Agorafobia
"Agorafobia", alla lettera, significa "paura della piazza del mercato" (agorà) o degli spazi aperti. Più specificamente l'agorafobia comporta un'ansia anticipatoria verso le situazioni in cui una persona può essere intrappolata senza una via d'uscita in caso di insorgenza dell'ansia, e il conseguente desiderio di evitare tali situazioni.
Questo termine fu utilizzato per la prima volta da Westfall (1871) per designare una sindrome caratterizzata da paura di recarsi in posti affollati come le piazze. I soggetti agorafobici temono infatti quelle situazioni nelle quali può risultare difficile fuggire o ricevere aiuto nel caso di una crisi improvvisa.Per le persone con agorafobia, quindi, risulta difficile fare la fila in banca o alle casse dei supermercati, sedere in mezzo a una lunga fila di posti a teatro o a scuola e usare i trasporti pubblici come l'autobus o l'aereo.
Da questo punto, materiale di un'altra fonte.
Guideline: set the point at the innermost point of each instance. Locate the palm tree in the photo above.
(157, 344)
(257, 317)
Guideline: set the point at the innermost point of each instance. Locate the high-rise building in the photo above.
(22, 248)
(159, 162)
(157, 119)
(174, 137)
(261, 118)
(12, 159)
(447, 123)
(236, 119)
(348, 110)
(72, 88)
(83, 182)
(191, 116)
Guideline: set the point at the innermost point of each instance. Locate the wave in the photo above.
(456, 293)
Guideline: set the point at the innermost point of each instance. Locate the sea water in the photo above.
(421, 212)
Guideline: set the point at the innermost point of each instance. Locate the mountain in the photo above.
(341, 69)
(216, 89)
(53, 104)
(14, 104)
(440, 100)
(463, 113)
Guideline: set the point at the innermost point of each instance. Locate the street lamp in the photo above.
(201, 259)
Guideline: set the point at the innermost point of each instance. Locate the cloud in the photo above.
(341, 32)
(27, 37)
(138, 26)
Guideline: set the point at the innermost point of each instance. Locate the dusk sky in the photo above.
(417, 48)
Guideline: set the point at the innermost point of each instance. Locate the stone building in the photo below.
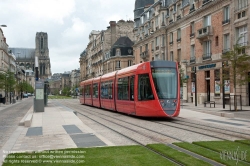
(95, 58)
(26, 56)
(196, 34)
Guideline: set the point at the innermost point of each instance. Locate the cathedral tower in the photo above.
(42, 52)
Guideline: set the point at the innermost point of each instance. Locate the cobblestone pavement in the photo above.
(10, 117)
(178, 131)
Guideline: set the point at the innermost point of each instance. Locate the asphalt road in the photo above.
(11, 116)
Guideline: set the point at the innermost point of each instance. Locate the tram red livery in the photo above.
(149, 89)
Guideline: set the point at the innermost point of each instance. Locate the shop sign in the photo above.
(207, 66)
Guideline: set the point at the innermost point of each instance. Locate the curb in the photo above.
(27, 119)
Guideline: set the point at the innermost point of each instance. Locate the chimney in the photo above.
(113, 31)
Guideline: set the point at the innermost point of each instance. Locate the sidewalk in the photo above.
(55, 128)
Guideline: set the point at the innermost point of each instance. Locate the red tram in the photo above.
(149, 89)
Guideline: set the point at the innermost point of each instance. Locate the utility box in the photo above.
(39, 97)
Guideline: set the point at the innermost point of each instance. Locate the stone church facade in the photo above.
(26, 56)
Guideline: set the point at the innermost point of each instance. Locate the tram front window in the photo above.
(165, 81)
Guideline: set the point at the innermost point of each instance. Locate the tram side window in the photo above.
(144, 88)
(131, 89)
(95, 90)
(123, 89)
(110, 91)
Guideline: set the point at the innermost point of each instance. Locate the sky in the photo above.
(68, 24)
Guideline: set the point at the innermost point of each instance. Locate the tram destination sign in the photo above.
(207, 66)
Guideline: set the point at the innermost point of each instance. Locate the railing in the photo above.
(226, 21)
(225, 50)
(207, 56)
(192, 35)
(192, 59)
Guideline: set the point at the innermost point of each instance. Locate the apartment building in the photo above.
(195, 33)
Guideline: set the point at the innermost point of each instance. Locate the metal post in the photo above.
(195, 85)
(223, 86)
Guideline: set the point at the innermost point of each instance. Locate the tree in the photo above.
(236, 65)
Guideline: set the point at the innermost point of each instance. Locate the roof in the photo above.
(22, 53)
(123, 42)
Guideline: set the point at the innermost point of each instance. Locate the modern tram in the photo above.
(149, 89)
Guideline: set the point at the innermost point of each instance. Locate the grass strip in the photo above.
(177, 155)
(226, 147)
(243, 141)
(210, 154)
(99, 156)
(59, 97)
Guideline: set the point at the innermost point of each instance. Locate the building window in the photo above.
(179, 35)
(242, 35)
(118, 52)
(118, 64)
(226, 45)
(217, 41)
(129, 62)
(207, 50)
(207, 21)
(226, 15)
(144, 88)
(171, 56)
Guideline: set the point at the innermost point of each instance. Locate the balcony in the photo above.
(225, 50)
(207, 56)
(192, 8)
(205, 32)
(144, 55)
(226, 21)
(205, 2)
(192, 59)
(192, 35)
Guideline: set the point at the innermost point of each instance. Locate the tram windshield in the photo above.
(165, 81)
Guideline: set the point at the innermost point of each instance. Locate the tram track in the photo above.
(97, 114)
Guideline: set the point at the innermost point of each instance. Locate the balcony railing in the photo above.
(192, 59)
(178, 17)
(225, 50)
(204, 32)
(226, 21)
(207, 56)
(192, 8)
(144, 55)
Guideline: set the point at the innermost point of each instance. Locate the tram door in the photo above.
(249, 89)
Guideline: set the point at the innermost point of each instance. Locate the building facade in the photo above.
(100, 57)
(26, 56)
(196, 34)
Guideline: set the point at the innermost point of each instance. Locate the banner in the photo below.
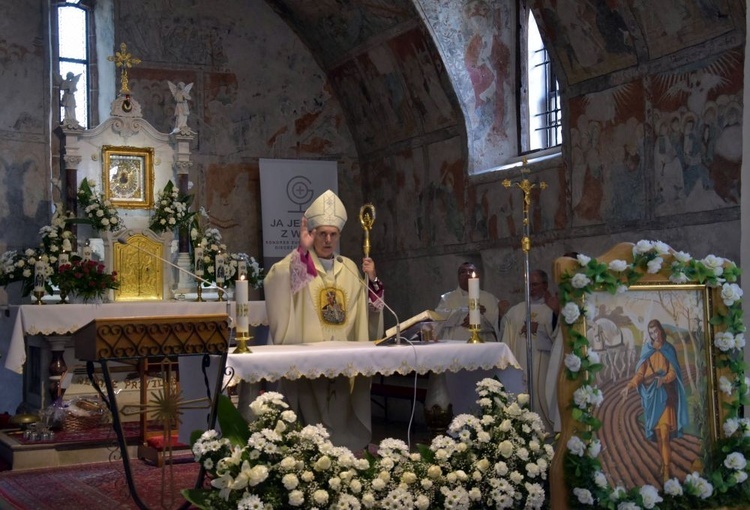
(287, 188)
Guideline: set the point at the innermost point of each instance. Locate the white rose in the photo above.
(571, 312)
(642, 247)
(572, 362)
(580, 280)
(618, 266)
(730, 292)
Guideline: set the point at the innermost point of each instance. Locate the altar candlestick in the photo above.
(198, 261)
(474, 312)
(219, 268)
(241, 298)
(40, 275)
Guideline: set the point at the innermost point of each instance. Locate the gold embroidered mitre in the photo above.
(326, 211)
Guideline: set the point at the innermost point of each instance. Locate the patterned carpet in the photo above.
(96, 486)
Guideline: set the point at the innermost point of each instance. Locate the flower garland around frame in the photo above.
(722, 482)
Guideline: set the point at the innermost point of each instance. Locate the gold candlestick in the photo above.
(242, 338)
(38, 295)
(475, 338)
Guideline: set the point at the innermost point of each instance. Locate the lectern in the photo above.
(135, 338)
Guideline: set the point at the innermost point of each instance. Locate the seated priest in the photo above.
(311, 297)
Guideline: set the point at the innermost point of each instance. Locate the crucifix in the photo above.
(124, 60)
(525, 185)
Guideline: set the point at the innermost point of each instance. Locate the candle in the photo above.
(474, 312)
(240, 296)
(40, 275)
(198, 261)
(219, 268)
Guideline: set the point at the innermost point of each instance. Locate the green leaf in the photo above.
(198, 497)
(233, 424)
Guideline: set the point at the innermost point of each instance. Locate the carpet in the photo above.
(96, 486)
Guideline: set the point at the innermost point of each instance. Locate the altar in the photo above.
(42, 334)
(461, 364)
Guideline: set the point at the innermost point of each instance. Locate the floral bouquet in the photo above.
(209, 242)
(497, 459)
(84, 278)
(172, 210)
(98, 211)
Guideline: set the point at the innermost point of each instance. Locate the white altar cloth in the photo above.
(329, 359)
(66, 319)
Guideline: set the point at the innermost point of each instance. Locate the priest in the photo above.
(312, 297)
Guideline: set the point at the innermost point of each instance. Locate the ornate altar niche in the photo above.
(129, 161)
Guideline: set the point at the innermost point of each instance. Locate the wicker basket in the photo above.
(84, 414)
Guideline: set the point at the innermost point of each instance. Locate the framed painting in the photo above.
(651, 379)
(128, 176)
(659, 418)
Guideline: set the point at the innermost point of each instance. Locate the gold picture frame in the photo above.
(128, 176)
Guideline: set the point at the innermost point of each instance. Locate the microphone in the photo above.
(189, 273)
(340, 259)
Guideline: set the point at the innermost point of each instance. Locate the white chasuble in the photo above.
(332, 305)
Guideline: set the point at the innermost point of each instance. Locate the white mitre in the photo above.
(326, 211)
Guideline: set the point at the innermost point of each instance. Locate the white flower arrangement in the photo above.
(497, 459)
(722, 483)
(99, 211)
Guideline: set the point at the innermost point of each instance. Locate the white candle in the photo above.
(240, 295)
(219, 268)
(198, 261)
(40, 275)
(475, 316)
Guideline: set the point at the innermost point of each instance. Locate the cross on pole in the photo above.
(124, 60)
(525, 185)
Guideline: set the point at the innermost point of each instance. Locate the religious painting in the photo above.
(128, 176)
(659, 416)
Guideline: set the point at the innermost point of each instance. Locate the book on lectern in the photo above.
(411, 328)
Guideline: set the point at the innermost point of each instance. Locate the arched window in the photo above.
(544, 122)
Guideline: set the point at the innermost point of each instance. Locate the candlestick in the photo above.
(475, 316)
(240, 296)
(219, 269)
(198, 255)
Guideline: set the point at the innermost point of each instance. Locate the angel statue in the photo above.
(68, 87)
(181, 94)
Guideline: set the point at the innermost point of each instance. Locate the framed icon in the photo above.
(128, 176)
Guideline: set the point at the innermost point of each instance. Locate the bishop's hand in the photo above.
(306, 237)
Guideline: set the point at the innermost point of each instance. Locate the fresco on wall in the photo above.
(677, 24)
(589, 37)
(697, 118)
(422, 73)
(607, 155)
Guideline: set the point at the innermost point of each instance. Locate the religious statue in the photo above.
(68, 87)
(181, 94)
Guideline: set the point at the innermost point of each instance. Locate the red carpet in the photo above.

Alcuni soggetti sviluppano l'agorafobia in seguito a un attacco di panico verificatosi in una tipica situazione agorafobia.
L'agorafobia ha un decorso cronico e provoca notevoli limitazioni dell'autonomia personale; interferisce abbastanza spesso con il normale funzionamento sociale, relazionale, lavorativo di un individuo e se è abbastanza grave si può arrivare a restare confinati in casa o ad uscire di casa solo ed esclusivamente in compagnia di una persona della quale si ha completa fiducia.
Il picco di esordio è intorno ai primi 20 anni; la comparsa dopo i 40 anni è rara
Dato che l'agorafobia, come tutte le altre forme di fobia, comporta l'evitamento, il trattamento privilegiato è, anche in questo caso, la terapia di esposizione, un tipo di terapia comportamentale che permette di desensibilizzare gradualmente il paziente rispetto alle situazioni per lui ansiogene e favorire un maggior controllo delle sue reazioni emotive nel momento in cui si trova in tali situazioni. Con la guida e il sostegno di un terapeuta, i pazienti affrontano ciò che temono ed evitano; vi si confrontano e vi restano in contatto, finché l'ansia non viene gradualmente ridotta, attraverso un meccanismo chiamato "adattamento progressivo". La terapia di esposizione giova a più del 90% di coloro che la intraprendono con motivazione.